Single payer health care, aka, Medicare for All (with Medicaid level copays and premiums) could allow consumer advertising to be waste if the government plays hardball with drug makers, although for now it cannot even play hardball on Medicare Part D purchases. In single payer, there would likely be VAT funding, and advertising costs would come with a VAT paid to the advertiser and passed along to the consumer.

Companies who hire their own doctors and pharmacists and buy their own drugs would get a tax exclusion from single payer (third party insurance would be discouraged), and would negotiate with drug makers for lower prices, although this would leave small firms at a distinct disadvantage and would discourage such practices as franchising and 1099 employment. Still, on the whole, it would decrease cost while not discouraging innovation. Expanding the Uniformed Public Health Service into the Medicare and Medicaid markets (edging out HMOs) would also lead to cost cutting on drugs.

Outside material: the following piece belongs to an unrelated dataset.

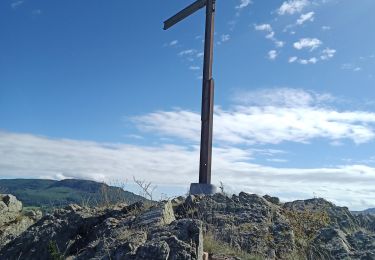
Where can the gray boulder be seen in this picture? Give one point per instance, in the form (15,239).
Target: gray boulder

Limiting advertising has been proposed by Senator Shaheen and her cosponsors. This dances on limiting the freedom of speech, although this is not absolute for commercial speech. The FDA could limit these ads, as could the Federal Trade Commission.

While some favor restricting patent rights, I would argue in favor of having every drug approval disclose all government supported research used to develop the product, giving the sponsoring agency the right to both share in the profits and have a say in the pricing. This both keeps the research dollars flowing and limits cost.

A main problem with high cost drugs, especially orphan drugs, is the high development costs and the cost of small batch manufacturing. This could drive the need to raise drug prices for mature drugs in order to subsidize the orphans, although some hikes are undertaken because no one can stop them. The solution for this is for NIH and the FDA to own the rights to orphan drugs and to contract out research and development costs as it does basic research, as well as testing and production.

PhARMA would still make reasonable profit, but the government would eat the risk and sometimes reap the rewards. HIH/FDA might even break even in the long term, especially if large volume drugs which were developed with government grants must pay back a share of basic research costs and the attached profits, as well as regulatory cost.